I'm a little over a month quitting smoking now. I'm quietly confident I'm a non smoker who occasionally associates situations to times when I would formerly have smoked. It panicked me early days to read peoples stories, they've been quit months and may relapse etc. I now firmly understand that you always have a choice. You can choose to think smoking can or might help you or you can choose my way, thoughts are just thoughts and they only have the control you give them. Give those junkie thoughts none of your time and it makes it easier to walk by and carry on.

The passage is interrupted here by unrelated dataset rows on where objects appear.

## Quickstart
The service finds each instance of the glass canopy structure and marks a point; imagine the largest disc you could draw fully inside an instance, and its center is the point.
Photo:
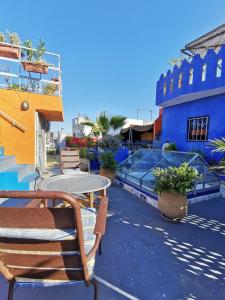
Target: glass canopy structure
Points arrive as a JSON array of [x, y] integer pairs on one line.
[[137, 169]]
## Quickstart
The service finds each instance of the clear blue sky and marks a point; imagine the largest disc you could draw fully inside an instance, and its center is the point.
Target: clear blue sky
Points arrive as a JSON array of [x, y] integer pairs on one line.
[[113, 51]]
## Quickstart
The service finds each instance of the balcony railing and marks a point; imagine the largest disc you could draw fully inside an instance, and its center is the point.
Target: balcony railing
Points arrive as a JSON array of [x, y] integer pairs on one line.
[[199, 75], [13, 76]]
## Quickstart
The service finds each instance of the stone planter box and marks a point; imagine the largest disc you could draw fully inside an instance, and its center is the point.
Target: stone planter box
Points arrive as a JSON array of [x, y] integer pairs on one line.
[[35, 67], [9, 51]]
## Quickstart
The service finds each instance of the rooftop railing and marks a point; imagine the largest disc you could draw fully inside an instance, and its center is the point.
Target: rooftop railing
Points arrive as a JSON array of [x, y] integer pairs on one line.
[[18, 73], [200, 74]]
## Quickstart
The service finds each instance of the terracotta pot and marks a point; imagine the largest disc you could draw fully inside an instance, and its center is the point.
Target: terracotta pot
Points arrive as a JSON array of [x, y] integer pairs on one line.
[[111, 174], [39, 67], [9, 51], [172, 205], [84, 164]]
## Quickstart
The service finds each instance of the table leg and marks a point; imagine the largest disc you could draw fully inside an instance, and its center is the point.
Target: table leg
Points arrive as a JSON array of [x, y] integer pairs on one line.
[[91, 199], [103, 193]]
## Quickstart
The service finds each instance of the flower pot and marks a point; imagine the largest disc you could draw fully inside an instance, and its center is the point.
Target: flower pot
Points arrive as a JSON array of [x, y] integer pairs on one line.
[[172, 205], [9, 51], [35, 67], [84, 164], [111, 174]]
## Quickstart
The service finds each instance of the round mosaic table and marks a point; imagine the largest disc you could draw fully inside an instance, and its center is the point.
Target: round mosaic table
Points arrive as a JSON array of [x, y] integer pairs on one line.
[[78, 183]]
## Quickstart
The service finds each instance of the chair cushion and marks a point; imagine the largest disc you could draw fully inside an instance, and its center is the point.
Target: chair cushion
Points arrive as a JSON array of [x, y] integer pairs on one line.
[[38, 234]]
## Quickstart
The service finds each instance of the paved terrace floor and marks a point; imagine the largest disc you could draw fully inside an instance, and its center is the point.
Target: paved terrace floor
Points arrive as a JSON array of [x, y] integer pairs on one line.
[[145, 257]]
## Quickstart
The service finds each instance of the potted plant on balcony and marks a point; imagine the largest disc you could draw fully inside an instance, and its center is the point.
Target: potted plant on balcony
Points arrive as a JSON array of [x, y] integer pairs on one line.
[[172, 185], [108, 165], [10, 51], [34, 62]]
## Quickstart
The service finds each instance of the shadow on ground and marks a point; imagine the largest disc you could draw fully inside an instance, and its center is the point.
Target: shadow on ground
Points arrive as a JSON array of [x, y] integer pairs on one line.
[[145, 257]]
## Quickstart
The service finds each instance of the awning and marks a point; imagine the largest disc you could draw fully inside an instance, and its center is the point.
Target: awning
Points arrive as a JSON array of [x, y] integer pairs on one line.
[[139, 128]]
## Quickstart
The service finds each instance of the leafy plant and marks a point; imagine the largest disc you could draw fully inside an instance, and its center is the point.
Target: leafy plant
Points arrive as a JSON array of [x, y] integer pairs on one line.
[[28, 53], [13, 38], [50, 89], [171, 147], [110, 143], [2, 37], [108, 161], [175, 179], [40, 51], [104, 123], [218, 145], [83, 152], [117, 121]]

I'm entering a time called no mans land apparently. When the quit is no no longer fresh and exciting and it becomes a slog to say no. I don't doubt this is an emotional time, it sounds emotional, but I also don't doubt I will wade through them as I have done and always will do, free from smoke. My brass band cheering me on is long gone lol, I needed it once, I no longer do. You know what I feel, honestly, it's relief!! Previous quit attempts (even longer ones) have been filled with panic that I can never smoke again, ever! This time, even through the hard times I felt more like oh thank goodness that's all done now.
I no longer feel full of dread. I take ownership for the 23 years I smoked, it's unlikely I got off scott free and that saddens me. I always had the power to say no but for various reasons made excuses and I stand here today saying no more. I love everything about being a non smoker, even through the thoughts and craves I've had and may yet experience. I don't doubt I will get triggers, have thoughts about times I would have smoked - I also truly believe for me I'm done. Never again will I put something in my mouth and set it on fire! I will not force my body to accept toxins and cause damage to myself, I have more respect for my body now (apart from a small peanut fetish, which I hope will pass?!).
Ha!! I'm a non smoker without panic and with pure relief that today, I can say this!!